2 c quinoa, rinsed
1¾ c chicken stock
½ c dried cherries
1 garlic clove, minced
½ c extra virgin olive oil
¼ c red wine vinegar
1 tsp Dijon mustard
1 tsp raw honey
1 small red onion, halved and thinly sliced
5 c power greens baby salad mix, finely sliced
(could also substitute ½ baby spinach ½ kale (without stems and massaged to make it tender))
½ c walnuts
Preheat oven to 350º. Put the walnuts in a single-layer on a sheet pan. Cook/toast about 8 minutes. Set aside to cool.
In a medium saucepan, heat about 1 tsp olive oil over medium/med-high heat until shimmering. Add the quinoa and toast for a few minutes, stirring frequently. Add the chicken stock, bring to a boil and cook for 12 minutes. When done, add half of the cherries to the top, cover and let sit until you’re ready for it. (There will be liquid left at the end of cooking, but it will absorb as it rests.)

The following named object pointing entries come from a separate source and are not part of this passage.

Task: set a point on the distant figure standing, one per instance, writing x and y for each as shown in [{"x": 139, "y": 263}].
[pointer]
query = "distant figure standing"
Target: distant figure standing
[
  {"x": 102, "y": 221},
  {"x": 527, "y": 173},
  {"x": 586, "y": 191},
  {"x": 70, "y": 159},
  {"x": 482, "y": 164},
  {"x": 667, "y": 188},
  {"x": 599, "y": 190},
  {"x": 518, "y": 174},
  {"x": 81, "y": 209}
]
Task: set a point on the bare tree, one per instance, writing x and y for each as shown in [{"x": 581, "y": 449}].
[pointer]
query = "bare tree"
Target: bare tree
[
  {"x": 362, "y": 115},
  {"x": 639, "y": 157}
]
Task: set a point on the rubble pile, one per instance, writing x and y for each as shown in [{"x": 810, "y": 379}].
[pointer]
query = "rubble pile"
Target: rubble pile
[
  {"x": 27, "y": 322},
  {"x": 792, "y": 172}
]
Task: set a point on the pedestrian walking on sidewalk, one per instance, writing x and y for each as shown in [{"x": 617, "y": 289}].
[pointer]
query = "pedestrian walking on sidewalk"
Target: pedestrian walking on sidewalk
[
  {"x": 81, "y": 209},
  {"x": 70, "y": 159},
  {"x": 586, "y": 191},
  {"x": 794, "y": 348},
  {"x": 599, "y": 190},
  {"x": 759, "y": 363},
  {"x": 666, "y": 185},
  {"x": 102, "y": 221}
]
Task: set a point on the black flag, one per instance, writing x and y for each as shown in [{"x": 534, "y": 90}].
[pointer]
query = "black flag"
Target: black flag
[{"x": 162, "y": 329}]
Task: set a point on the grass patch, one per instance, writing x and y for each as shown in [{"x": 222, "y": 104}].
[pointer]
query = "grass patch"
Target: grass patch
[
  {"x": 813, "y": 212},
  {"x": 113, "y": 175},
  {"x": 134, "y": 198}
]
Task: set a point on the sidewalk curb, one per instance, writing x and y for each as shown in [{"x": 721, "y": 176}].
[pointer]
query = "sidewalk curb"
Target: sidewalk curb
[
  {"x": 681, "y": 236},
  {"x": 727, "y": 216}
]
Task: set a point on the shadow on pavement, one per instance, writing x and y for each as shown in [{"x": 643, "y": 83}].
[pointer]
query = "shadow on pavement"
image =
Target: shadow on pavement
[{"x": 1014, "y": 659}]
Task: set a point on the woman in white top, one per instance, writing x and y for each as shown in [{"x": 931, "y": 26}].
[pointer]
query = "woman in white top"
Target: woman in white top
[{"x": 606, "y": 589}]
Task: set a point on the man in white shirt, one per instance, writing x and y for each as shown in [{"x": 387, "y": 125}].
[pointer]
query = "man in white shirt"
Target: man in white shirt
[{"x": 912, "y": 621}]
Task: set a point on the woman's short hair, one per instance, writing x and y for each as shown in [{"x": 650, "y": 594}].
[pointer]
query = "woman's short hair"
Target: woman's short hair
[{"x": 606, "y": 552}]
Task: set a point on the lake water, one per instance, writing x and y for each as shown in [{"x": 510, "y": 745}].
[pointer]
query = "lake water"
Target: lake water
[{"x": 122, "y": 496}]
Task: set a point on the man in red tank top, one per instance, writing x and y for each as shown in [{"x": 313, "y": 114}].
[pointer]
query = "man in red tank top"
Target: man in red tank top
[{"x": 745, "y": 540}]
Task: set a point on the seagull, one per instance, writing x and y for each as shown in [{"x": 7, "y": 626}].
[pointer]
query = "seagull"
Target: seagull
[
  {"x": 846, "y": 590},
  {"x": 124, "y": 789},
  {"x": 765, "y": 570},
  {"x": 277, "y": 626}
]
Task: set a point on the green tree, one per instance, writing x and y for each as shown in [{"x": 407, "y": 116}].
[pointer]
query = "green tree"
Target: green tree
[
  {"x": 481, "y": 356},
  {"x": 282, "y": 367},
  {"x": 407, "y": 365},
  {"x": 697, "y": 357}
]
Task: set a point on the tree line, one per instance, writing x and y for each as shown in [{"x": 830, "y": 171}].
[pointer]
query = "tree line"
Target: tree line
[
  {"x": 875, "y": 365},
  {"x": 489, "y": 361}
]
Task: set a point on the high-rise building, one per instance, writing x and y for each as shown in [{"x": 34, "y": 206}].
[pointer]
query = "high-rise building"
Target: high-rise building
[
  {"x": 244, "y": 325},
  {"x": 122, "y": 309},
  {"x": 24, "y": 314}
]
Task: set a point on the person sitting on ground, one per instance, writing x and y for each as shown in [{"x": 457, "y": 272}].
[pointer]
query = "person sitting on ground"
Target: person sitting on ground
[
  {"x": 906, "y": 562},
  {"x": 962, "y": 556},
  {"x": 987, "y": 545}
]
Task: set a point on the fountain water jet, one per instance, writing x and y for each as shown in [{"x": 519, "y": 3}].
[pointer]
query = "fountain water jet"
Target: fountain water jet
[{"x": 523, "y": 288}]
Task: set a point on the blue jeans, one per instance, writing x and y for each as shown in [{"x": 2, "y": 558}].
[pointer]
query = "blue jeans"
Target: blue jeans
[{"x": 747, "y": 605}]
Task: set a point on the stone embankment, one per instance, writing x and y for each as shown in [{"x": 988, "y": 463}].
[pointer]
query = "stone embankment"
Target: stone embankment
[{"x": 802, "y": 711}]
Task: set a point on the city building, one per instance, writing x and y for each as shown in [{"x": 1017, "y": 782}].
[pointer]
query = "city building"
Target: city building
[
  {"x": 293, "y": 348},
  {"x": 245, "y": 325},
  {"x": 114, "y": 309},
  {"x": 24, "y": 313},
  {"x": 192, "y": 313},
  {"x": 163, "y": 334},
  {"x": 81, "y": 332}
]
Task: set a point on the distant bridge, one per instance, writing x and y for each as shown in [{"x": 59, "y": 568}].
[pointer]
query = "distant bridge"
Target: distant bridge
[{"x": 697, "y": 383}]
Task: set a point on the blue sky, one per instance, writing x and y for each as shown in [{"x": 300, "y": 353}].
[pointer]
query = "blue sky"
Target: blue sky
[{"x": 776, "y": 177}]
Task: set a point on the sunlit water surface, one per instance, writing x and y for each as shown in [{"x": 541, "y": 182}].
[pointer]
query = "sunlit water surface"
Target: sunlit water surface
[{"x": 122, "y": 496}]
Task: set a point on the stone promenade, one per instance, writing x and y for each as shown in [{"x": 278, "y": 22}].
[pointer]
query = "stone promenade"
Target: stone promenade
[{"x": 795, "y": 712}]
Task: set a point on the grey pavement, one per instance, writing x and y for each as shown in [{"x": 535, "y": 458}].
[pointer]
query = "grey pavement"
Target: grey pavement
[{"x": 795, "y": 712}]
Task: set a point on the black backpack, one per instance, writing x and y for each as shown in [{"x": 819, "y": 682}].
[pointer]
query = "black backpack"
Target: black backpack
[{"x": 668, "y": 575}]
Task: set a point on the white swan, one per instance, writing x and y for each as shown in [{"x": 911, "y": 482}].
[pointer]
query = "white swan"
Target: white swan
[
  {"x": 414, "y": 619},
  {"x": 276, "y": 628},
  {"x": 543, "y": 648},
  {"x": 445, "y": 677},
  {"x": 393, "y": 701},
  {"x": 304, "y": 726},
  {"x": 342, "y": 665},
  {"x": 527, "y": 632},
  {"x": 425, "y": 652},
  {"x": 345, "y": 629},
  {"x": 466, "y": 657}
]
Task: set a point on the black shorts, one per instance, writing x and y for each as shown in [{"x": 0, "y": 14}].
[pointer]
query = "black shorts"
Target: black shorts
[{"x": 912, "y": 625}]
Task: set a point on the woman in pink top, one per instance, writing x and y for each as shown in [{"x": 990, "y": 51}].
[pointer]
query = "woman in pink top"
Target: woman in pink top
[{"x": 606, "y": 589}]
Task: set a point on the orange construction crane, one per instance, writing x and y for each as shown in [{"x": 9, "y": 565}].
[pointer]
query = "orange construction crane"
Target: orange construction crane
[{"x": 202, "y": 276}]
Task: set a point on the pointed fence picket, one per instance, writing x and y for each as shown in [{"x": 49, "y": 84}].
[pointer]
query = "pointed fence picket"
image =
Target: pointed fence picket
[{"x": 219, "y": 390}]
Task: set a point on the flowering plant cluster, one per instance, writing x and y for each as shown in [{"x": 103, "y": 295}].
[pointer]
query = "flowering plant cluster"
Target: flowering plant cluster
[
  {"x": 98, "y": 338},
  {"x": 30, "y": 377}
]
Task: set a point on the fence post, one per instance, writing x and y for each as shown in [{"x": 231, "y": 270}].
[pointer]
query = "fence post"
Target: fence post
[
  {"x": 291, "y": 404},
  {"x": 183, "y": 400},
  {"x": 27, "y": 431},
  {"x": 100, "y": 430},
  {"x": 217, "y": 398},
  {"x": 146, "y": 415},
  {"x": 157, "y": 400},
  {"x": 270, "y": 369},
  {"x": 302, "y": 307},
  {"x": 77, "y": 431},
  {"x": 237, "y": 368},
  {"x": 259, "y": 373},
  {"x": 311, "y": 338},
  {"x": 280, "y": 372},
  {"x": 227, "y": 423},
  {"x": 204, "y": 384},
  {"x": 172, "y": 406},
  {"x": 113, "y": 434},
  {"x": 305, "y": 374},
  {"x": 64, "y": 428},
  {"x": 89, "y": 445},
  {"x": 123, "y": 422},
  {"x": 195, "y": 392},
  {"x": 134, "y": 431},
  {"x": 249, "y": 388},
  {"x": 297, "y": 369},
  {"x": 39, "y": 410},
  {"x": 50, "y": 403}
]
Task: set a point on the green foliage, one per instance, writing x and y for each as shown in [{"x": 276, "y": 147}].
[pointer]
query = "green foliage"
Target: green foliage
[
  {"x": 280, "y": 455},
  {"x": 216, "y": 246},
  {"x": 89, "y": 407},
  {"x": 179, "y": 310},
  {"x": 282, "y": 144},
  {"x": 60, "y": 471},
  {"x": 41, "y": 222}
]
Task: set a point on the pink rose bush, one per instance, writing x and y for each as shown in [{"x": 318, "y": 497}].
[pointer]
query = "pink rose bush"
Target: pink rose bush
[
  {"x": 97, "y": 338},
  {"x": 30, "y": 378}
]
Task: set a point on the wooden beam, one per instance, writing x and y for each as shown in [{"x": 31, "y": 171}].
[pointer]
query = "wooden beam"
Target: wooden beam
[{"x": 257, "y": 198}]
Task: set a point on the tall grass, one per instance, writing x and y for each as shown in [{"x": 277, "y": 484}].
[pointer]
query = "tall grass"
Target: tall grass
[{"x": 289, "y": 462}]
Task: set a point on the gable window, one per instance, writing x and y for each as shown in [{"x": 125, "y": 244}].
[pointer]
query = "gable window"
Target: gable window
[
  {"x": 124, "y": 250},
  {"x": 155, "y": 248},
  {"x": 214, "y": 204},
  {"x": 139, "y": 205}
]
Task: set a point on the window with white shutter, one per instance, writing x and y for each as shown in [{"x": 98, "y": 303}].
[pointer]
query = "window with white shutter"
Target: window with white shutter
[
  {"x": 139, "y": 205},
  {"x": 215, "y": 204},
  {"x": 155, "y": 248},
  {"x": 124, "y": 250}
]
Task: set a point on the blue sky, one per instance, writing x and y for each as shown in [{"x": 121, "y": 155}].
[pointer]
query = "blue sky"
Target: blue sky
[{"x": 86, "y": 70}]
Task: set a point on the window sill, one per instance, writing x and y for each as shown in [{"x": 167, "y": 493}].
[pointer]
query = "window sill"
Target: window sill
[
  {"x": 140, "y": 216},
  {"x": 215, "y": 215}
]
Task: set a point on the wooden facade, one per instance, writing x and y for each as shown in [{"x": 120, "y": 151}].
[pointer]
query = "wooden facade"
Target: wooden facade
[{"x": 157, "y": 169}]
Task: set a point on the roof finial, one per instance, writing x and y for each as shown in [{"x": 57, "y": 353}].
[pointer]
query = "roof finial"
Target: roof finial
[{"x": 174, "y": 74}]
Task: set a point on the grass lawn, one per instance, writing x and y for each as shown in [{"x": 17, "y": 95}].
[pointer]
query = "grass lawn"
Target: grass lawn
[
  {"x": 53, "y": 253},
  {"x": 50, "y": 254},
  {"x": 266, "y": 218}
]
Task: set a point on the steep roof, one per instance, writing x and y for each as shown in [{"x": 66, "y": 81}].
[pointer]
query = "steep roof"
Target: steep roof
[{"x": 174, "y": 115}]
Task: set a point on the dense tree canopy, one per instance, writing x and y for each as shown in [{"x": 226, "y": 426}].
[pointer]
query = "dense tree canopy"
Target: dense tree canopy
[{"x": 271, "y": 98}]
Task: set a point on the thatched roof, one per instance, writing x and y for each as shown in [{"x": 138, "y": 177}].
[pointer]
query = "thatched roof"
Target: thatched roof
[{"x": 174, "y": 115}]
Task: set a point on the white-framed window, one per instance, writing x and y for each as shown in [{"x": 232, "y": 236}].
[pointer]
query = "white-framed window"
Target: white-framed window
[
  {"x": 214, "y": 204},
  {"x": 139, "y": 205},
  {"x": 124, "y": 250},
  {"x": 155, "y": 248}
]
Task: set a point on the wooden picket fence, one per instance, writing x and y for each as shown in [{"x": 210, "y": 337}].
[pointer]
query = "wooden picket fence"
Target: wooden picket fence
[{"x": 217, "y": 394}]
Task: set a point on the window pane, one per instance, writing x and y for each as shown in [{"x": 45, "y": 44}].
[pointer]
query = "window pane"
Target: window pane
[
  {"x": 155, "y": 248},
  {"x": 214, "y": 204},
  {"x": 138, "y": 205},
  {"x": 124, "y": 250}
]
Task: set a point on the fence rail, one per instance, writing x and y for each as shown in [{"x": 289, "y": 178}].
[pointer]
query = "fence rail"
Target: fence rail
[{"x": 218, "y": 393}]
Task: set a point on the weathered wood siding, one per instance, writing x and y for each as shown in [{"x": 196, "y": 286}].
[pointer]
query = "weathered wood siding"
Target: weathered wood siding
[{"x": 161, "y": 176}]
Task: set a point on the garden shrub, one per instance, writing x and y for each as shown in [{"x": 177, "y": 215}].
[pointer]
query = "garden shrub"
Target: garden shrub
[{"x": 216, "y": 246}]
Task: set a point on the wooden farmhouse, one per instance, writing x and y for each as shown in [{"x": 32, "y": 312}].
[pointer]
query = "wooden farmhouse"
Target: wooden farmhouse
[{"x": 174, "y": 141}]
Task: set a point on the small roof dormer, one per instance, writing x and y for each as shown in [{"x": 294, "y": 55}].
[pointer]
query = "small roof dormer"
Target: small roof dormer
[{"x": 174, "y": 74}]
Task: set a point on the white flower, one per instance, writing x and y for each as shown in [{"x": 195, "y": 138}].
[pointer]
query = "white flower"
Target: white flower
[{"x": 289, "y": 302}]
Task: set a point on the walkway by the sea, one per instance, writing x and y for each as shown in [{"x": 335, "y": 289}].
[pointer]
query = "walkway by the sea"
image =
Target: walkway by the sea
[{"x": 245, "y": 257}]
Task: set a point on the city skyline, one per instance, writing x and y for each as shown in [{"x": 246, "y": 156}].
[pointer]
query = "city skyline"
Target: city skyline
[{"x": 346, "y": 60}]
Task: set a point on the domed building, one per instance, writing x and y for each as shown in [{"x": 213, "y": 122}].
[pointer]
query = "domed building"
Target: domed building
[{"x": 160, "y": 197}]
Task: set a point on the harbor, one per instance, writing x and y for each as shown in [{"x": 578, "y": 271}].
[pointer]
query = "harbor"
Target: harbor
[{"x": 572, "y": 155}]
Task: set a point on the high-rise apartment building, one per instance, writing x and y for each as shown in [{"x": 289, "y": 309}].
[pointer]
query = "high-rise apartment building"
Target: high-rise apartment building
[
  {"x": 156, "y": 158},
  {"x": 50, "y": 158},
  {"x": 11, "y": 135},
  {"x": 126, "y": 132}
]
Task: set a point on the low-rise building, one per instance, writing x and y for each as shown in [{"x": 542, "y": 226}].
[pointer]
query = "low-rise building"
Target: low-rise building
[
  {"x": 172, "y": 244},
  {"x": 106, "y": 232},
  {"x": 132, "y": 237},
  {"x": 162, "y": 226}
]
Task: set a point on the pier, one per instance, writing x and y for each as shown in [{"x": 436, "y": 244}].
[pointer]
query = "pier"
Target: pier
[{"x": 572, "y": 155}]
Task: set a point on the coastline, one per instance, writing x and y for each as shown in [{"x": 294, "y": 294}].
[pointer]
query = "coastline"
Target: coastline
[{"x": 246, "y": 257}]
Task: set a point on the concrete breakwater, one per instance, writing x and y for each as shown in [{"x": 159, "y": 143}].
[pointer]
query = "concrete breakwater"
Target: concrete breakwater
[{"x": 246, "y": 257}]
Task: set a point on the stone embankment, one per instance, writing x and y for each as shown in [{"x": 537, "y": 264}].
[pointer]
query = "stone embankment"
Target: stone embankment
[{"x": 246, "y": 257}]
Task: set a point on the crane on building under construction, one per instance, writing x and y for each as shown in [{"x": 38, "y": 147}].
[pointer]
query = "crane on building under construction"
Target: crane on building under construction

While the quinoa cooks, slice the onion and the greens.
While the quinoa rests, make the vinaigrette. In a large bowl (big enough to toss everything together in at the end) whisk together the mustard, honey, vinegar. Whisk in the olive oil until emulsified. Add the sliced onion and toss to coat. Season with salt and pepper. Let sit for 5 minutes.
In the large bowl with the vinaigrette/onions, add the quinoa, garlic, rest of the cherries and toss, making sure that the quinoa is cooled off enough (not piping hot) to add in the greens.
Top with the toasted walnuts and eat.